Parenteral routes bypass the GI tract, providing 100% bioavailability (for IV) and rapid onset. Routes: (1) Intravenous (IV) — direct systemic delivery; onset seconds-minutes; used for emergencies, drugs with poor oral bioavailability, or large volumes; risk of air embolism, infection, phlebitis; (2) Intramuscular (IM) — depot absorption from muscle; slower onset; suitable for oily solutions, suspensions, and depot formulations; (3) Subcutaneous (SC) — absorption from subcutaneous fat; used for insulin, heparin, vaccines; (4) Intradermal — into dermis; used for allergy testing and BCG vaccine.

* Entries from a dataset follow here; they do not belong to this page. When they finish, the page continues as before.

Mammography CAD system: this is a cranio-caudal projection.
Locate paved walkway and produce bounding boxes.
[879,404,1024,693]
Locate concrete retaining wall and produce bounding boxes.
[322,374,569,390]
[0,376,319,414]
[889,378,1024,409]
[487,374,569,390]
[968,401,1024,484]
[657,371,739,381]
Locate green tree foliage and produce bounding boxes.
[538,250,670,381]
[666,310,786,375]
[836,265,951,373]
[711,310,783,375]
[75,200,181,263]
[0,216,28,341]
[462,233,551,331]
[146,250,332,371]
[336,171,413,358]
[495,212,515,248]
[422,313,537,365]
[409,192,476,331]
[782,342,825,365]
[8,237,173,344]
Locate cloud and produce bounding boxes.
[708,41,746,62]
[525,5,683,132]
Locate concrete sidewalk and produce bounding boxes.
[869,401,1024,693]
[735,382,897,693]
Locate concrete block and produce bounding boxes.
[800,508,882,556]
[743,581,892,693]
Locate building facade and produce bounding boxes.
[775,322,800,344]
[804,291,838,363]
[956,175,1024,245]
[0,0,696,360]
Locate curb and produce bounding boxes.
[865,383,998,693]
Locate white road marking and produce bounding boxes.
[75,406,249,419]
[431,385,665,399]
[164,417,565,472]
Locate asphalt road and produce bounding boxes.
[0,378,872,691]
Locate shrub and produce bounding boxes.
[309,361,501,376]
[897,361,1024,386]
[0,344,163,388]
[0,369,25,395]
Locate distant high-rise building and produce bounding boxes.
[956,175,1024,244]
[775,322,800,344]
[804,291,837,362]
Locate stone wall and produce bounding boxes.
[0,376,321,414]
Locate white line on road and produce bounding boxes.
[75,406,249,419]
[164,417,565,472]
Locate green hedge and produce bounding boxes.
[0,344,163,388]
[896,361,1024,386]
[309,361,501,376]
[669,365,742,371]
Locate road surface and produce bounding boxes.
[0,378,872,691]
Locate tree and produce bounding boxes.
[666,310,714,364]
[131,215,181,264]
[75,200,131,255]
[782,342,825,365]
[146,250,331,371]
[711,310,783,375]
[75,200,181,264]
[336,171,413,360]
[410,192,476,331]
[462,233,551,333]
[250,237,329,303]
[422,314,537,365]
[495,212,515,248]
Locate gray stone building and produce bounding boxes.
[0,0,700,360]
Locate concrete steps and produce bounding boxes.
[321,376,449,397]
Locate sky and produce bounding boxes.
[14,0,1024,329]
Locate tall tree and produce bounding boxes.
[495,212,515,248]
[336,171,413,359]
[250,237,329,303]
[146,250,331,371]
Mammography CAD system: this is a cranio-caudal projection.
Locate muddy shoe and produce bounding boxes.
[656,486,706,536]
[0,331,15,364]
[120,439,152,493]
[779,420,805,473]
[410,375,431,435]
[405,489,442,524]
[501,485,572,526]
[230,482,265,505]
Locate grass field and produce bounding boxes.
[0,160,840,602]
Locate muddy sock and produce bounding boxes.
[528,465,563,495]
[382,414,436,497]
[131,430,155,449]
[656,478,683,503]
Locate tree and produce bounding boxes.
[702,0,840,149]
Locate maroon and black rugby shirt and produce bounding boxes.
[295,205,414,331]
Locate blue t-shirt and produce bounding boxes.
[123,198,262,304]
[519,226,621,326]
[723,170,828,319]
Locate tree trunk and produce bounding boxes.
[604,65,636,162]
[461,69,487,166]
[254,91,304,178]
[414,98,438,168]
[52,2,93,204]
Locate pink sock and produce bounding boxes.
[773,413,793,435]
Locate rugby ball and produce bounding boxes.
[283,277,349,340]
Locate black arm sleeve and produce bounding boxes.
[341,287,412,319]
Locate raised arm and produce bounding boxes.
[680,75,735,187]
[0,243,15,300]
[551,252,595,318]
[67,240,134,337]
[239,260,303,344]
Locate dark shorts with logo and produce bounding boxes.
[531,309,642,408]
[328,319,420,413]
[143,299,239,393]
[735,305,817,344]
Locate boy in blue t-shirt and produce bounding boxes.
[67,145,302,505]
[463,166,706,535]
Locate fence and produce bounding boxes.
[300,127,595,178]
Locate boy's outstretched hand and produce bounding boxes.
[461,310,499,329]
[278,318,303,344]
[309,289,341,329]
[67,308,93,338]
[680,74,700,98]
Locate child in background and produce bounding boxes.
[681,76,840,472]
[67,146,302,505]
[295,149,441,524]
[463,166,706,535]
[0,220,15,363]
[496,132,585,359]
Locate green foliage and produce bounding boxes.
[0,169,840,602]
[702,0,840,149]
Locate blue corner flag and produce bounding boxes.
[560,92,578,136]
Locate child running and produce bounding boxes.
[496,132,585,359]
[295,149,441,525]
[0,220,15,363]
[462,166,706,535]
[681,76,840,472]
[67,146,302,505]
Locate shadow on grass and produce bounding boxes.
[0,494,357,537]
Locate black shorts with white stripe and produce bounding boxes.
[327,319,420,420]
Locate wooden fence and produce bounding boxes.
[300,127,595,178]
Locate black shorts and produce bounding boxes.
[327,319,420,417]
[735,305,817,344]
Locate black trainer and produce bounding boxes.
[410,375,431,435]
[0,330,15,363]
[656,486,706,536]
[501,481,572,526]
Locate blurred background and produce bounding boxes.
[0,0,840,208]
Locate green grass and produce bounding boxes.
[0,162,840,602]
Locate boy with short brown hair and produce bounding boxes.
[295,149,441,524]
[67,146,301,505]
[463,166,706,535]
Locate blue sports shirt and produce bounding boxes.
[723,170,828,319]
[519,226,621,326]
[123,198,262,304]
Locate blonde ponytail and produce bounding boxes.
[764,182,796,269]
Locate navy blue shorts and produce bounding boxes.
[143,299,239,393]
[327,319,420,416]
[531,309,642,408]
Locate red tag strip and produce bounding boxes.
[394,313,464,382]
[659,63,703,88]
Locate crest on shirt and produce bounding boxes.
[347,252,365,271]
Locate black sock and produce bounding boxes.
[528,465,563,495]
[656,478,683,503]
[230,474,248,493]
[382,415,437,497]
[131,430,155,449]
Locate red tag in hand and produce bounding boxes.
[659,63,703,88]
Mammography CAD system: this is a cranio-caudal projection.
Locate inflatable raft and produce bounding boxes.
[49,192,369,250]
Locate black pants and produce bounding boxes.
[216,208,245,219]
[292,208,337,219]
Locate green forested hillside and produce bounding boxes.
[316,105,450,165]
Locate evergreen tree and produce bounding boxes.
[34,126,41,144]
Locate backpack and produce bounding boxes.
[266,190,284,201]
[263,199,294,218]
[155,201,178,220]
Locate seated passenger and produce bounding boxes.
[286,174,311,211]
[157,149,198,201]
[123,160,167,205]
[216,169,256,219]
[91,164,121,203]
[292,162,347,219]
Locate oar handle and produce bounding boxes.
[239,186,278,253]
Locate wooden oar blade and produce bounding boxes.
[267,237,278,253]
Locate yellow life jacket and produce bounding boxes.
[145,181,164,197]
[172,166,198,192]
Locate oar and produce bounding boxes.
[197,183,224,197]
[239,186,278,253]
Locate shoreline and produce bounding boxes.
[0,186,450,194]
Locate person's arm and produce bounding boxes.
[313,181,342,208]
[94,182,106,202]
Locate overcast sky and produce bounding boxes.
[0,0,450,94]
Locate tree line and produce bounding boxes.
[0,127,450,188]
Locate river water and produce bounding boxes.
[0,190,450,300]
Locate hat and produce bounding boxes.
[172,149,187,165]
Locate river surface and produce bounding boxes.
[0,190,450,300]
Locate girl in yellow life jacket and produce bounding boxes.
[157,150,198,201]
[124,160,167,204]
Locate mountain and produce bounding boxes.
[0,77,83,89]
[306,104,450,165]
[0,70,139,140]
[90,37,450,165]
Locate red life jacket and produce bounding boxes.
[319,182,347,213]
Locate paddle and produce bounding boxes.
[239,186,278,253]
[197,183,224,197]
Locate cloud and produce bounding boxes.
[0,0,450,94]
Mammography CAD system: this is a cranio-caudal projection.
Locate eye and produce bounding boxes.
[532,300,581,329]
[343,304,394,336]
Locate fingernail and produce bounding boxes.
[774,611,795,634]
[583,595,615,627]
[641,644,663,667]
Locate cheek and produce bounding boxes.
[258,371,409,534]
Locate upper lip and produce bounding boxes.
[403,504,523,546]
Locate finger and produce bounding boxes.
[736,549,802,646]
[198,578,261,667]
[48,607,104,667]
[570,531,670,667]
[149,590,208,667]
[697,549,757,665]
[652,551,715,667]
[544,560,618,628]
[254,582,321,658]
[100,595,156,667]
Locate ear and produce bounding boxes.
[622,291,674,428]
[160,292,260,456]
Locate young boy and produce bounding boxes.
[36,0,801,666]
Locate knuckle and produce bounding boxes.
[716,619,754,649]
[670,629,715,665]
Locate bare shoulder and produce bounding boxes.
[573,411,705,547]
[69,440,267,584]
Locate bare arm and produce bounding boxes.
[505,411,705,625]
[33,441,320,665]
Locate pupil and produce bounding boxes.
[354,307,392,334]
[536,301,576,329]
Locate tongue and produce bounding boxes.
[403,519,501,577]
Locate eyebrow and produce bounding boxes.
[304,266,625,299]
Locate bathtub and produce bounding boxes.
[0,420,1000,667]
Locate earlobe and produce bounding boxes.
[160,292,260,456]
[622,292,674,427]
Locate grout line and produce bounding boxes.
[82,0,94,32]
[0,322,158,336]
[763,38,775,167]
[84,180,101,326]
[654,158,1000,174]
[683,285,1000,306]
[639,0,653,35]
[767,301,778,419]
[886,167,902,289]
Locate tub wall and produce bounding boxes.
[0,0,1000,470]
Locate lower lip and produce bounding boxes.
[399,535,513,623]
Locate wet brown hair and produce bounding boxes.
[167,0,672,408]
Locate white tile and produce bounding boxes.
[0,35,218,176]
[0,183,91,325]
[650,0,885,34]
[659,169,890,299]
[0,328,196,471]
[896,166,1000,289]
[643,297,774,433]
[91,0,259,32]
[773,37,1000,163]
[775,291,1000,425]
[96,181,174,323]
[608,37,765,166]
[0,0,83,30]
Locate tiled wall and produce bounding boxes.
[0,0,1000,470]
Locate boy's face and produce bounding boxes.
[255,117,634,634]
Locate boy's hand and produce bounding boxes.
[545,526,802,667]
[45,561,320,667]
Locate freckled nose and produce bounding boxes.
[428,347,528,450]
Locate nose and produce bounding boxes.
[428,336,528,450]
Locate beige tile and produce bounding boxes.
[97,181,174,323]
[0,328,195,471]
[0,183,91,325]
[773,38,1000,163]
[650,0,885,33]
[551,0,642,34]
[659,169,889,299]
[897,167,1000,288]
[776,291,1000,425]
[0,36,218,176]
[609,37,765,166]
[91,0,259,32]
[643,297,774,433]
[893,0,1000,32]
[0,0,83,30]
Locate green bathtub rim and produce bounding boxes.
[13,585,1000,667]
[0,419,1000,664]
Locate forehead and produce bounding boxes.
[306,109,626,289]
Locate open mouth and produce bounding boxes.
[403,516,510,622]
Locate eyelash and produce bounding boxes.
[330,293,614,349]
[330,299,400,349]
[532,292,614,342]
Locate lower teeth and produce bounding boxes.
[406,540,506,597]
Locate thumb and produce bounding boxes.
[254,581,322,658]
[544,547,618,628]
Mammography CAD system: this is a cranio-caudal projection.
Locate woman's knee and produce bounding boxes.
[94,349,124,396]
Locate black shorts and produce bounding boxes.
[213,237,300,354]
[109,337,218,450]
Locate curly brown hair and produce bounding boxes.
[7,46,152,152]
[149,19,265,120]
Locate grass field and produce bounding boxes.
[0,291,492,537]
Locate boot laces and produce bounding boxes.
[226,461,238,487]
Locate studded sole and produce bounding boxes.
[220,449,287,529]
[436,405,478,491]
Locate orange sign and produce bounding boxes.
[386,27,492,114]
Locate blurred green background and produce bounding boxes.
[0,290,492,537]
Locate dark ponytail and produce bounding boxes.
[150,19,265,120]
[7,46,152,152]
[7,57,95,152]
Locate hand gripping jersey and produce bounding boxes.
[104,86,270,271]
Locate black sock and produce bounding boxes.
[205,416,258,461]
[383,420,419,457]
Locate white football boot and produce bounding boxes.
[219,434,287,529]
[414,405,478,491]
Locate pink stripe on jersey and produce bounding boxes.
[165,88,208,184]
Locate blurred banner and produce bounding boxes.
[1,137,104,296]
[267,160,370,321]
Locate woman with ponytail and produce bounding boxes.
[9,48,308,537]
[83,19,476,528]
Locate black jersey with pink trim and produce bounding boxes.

Parenteral formulations must be sterile (free from viable microorganisms), pyrogen-free (endotoxin-free), isotonic (osmolality 280-320 mOsm/kg to prevent haemolysis or cell shrinkage), and non-particulate. Sterilisation methods: autoclaving (121°C steam, 15 min, most reliable), dry heat, gamma irradiation, sterile filtration (0.22 μm membrane for heat-labile products).

Transdermal Drug Delivery

Transdermal patches deliver drugs through the skin into systemic circulation. Advantages: avoids first-pass metabolism, maintains steady-state plasma concentrations, improves adherence, easily reversible. The stratum corneum is the main barrier; drugs suitable for transdermal delivery are lipophilic, low molecular weight (<500 Da), and low dose requirements. Examples: fentanyl patch (72-h analgesia), glyceryl trinitrate patch (angina prophylaxis), nicotine patch, oestradiol patch. Penetration enhancers (e.g. ethanol, propylene glycol) disrupt stratum corneum lipid structure to improve flux.

Inhalation Drug Delivery

Inhalation delivers drugs directly to the lungs, providing local effect with minimal systemic exposure (for asthma/COPD) or rapid systemic absorption (highly vascularised alveolar surface). Devices: pressurised metered-dose inhalers (pMDI — propellant-driven, requires hand-breath coordination), dry powder inhalers (DPI — breath-actuated, no propellant), nebulisers (aerosolise liquid for inspiration in hospital or home use). Optimal particle size for deep lung deposition is 1-5 μm (mass median aerodynamic diameter). Particles >5 μm deposit in oropharynx (increased oral candidiasis with inhaled corticosteroids); <1 μm exhaled.